Spinal cord injury (SCI) is a major health problem. The vertebrae involved in this type of injury frequently involves the 6th and 7th cervical (neck) vertebrae (C5-C7), the 12th thoracic vertebra (T12) and the first lumbar vertebra (L1). These vertebrae are most susceptible because there is a greater range of mobility in the vertebral column in these areas. Furthermore, these are the least likely portions of the human vertebra that are subjected to the most amount of force as they are the most vulnerable in most cases.
The predominant risk factors of a spinal cord injury include age, gender, alcohol and drug use. The frequency with which these risk factors area associated with spinal cord injuries serves to emphasize the importance of primary intervention and prevention. It is therefore imperative that healthcare workers must know the basic, intermediate and advance skills in caring for individuals with spinal cord injuries as they are prone to several physical and psychological stresses throughout the acute all the way to their post recovery phase.
Pathophysiology of a spinal cord injury
A spinal cord injury can range from transient concussions (from which the patient fully recovers) to contusion, laceration and compression of the cord substance (either alone or in combination), to a total and complete transection (severing) of the spinal cord which renders the patient paralyzed below the level of the injury.
Generally, spinal cord injuries can be separated into two distinct categories: primary injuries and secondary injuries. Primary injuries are the result of the initial trauma and usually have permanent effects following the injury. Secondary injuries are usually the result of a contusion or a tear injury, in which the nerve fibers begin to swell or disintegrate. A secondary chain of events produces ischemia, hypoxia, edema and hemorrhagic lesions which in turn result in the destruction of myelin and axons.
Clinical manifestations of a spinal cord injury
Manifestations of SCI depend on the type and level of injury. The type of injury refers to the extent of injury to the spinal cord itself. In an incomplete spinal cord lesion, depending on the level of injury can result in loss of bladder and bowel control, loss of sweating and vasomotor tone, marked reduction in blood pressure and loss of peripheral vascular resistance. A complete spinal cord lesion ultimately results in the total loss of sensation and voluntary muscle control below the level of injury.

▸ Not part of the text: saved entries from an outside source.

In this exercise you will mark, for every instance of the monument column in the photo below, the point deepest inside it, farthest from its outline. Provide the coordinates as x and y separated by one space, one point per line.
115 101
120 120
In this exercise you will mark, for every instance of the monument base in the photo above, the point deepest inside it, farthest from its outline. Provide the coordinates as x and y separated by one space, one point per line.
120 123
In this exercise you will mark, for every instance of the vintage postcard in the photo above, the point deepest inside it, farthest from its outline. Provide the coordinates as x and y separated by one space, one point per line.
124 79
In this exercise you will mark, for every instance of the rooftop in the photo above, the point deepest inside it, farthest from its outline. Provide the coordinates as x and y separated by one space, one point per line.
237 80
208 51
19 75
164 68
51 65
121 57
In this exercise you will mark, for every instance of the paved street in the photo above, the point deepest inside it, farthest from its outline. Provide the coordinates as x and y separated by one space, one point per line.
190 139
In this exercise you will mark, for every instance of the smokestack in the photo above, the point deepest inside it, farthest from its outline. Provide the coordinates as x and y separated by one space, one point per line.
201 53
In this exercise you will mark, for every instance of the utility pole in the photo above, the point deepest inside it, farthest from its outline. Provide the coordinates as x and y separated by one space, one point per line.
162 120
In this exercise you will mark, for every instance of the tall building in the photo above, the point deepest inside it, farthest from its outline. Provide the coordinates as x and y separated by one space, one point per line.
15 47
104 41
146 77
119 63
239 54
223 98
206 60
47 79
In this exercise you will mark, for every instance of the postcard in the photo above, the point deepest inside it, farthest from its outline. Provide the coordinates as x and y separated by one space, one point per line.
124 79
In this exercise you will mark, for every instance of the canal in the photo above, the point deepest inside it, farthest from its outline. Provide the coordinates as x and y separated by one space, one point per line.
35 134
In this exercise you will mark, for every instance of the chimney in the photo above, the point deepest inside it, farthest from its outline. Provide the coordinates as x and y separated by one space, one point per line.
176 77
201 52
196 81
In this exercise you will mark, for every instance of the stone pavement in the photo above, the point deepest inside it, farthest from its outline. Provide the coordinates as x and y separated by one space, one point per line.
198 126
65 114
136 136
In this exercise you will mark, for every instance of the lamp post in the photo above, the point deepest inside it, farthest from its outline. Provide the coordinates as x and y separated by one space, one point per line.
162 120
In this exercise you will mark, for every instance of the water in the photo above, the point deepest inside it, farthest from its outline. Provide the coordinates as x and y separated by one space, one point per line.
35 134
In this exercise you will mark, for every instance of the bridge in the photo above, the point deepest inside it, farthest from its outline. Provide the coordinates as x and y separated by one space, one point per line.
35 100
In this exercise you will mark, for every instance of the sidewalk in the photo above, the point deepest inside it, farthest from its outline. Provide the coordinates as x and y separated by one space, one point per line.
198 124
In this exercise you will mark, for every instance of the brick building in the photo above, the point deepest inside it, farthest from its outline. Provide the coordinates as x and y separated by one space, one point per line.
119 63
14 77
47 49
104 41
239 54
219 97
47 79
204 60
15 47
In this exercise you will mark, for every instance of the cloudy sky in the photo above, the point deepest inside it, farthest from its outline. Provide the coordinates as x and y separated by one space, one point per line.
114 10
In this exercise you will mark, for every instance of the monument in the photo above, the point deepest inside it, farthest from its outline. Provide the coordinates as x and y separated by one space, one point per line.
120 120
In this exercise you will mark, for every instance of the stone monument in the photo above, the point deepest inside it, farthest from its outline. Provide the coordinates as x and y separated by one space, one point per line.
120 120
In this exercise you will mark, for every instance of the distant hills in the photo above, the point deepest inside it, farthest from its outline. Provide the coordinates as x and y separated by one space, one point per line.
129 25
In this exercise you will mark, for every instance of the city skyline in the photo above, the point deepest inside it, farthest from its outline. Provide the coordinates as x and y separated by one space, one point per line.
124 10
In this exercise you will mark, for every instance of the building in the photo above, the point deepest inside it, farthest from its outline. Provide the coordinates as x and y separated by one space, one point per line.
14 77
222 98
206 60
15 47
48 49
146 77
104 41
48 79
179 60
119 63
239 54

Emergency management of a spinal cord injury
The immediate management at the scene of the injury is very critical because improper handling of the patient can cause further damage and loss of neurologic function. Any patient who is involved in a motor vehicular crash, a diving or contact sports injury, a fall or any direct trauma to the head and neck must be presumed and considered have SCI until such injury can be ruled out. Initial care must include a rapid physical assessment, immobilization, extrication, stabilization or control of life-threatening injuries and transportation to the most appropriate medical facility.
At the scene of the injury, the patient must be immobilized on a
spinal board with the head and neck in neutral position in order to prevent an incomplete injury from becoming completely severed. If possible, at least four people should work as a team in immobilizing and transferring the individual to the nearest health care facility for further management in order to begin appropriate care or rule out a spinal cord injury.